Dukung Inisiatif Makan Bergizi Gratis, Aruna Jalin Kerja Sama dengan KKP

JAKARTA – Informasi Badan Pusat Statistik (BPS) menunjukkan bahwa pengeluaran konsumsi rumah tangga di area Indonesia pada kuartal II tahun 2024 lalu berkontribusi sebesar 54.53% terhadap Produk Domestik Bruto nasional. Dari jumlah total persentase yang relatif besar ini, 22.69% pada antaranya dialokasikan untuk konsumsi makanan lalu minuman selain restoran.
Mengetahui hal tersebut, kegiatan makan bergizi gratis yang dimaksud sedang sibuk diperbincangkan menjadi lebih tinggi masuk akal untuk direalisasikan. Oleh karenanya, Aruna kian berikrar untuk menggalang terwujudnya acara yang disebutkan dengan melakukan kolaborasi dengan mitra yang tersebut miliki fokus serupa.
Kendati konsumsi makanan lalu minuman selain restoran mendominasi pengeluaran rumah tangga, pemenuhan gizi, teristimewa protein, masih menunjukkan ketimpangan yang digunakan cukup signifikan pada antara kelompok warga berpenghasilan tinggi juga rendah. Peraturan Menteri Aspek Kesehatan No. 28 Tahun 2019 menyatakan bahwa Angka Kecukupan Gizi (AKG) harian yang dinilai ideal adalah 2,100 kkal untuk energi lalu 57 gram untuk protein per kapita per hari.
Di sisi lain, Survei Sosial Perekonomian Nasional (Susenas) menunjukkan bahwa rata-rata konsumsi energi publik Indonesia masih berada sedikit di tempat bawah AKG, yakni 2,087.64 kkal per kapita per hari. Untuk konsumsi protein, Indonesia sejatinya telah melampaui bilangan yang digunakan disarankan, yakni 62.33 gram per kapita per hari.

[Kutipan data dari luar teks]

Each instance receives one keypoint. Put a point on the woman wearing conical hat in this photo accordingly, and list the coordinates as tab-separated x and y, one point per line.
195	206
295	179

Hanya saja, capaian ini belum merata.
Dilihat dari kelas sosialnya, kelompok penduduk 20% terbawah cuma mengonsumsi 1,663.05 kkal per hari, tertinggal terpencil oleh kelompok penduduk 20% teratas yang tersebut mencapai 2,504.91 kkal. Sama halnya dengan protein – kelompok terbawah semata-mata mengonsumsi 45.76 gram per hari. Sementara kelompok teratas mencapai 81.22 gram, hampir dua kali lipat lebih tinggi tinggi daripada kelompok terbawah.

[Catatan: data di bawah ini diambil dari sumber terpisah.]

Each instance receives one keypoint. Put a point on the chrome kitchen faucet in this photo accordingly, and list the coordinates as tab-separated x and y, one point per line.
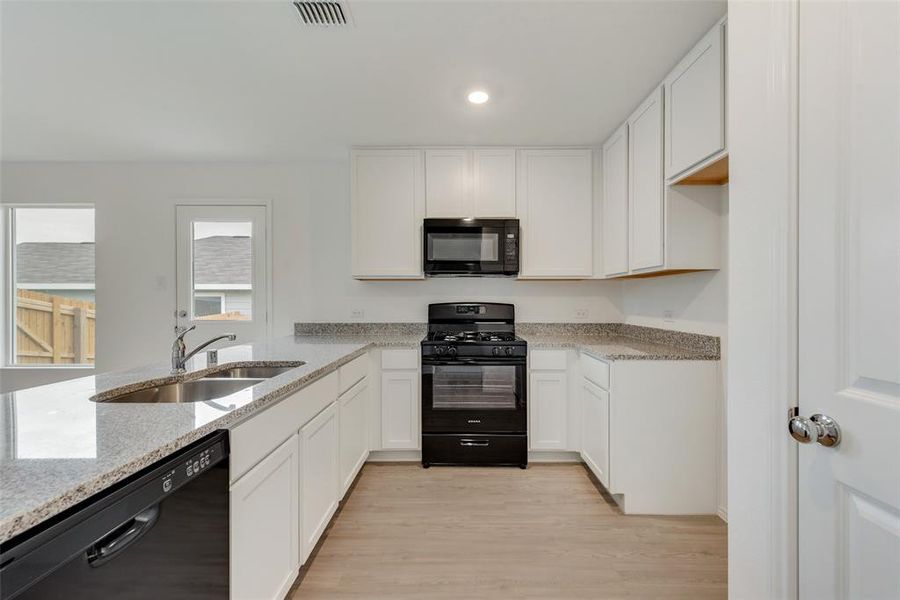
179	349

Hal ini juga paralel terjadi pada hitungan konsumsi ikan, udang, cumi, kerang, serta daging. Karena sumber proteinnya berkualitas tinggi, protein hewani dinilai miliki nilai tukar yang dimaksud lebih lanjut tinggi, sehingga pembelian hanya sekali dapat dilaksanakan oleh kelompok rakyat yang dimaksud berada.

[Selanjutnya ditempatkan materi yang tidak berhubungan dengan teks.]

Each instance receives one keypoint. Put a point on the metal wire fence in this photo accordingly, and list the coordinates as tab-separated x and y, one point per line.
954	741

Dengan demikian, Aruna menyimpulkan bahwa ketidakseimbangan ini bukanlah hanya sekali tentang ketersediaan produk, tetapi juga daya beli yang dimaksud lemah.
Co-Founder serta Chief Operating Officer Aruna, Indraka Fadhlillah mengatakan, “Anggaran untuk inisiatif ini mencapai Rp450 triliun kemudian ditujukan untuk menjangkau 81 jt orang. Jumlahnya fantastis, ya, melebihi jumlah agregat penduduk Singapura. Dengan skala sebesar ini, semua langkah harus berdasarkan riset lalu data yang mana sanggup dipertanggungjawabkan. Untuk itu, kami sudah ada mulai melakukan penyelarasan melalui advokasi dengan berbagai pihak.”
Sebagai contoh, pada awal Desember 2024 lalu, Aruna menginisiasi PKS dengan Kementerian Kelautan kemudian Perikanan (KKP) yang dimaksud secara khusus ditujukan untuk menguatkan pengelolaan perikanan berkelanjutan. Indraka hadir untuk mewakili Aruna di penandatanganan PKS tersebut, sedangkan KKP diwakili oleh Direktur Jenderal Perikanan Tangkap, Lotharia Latif.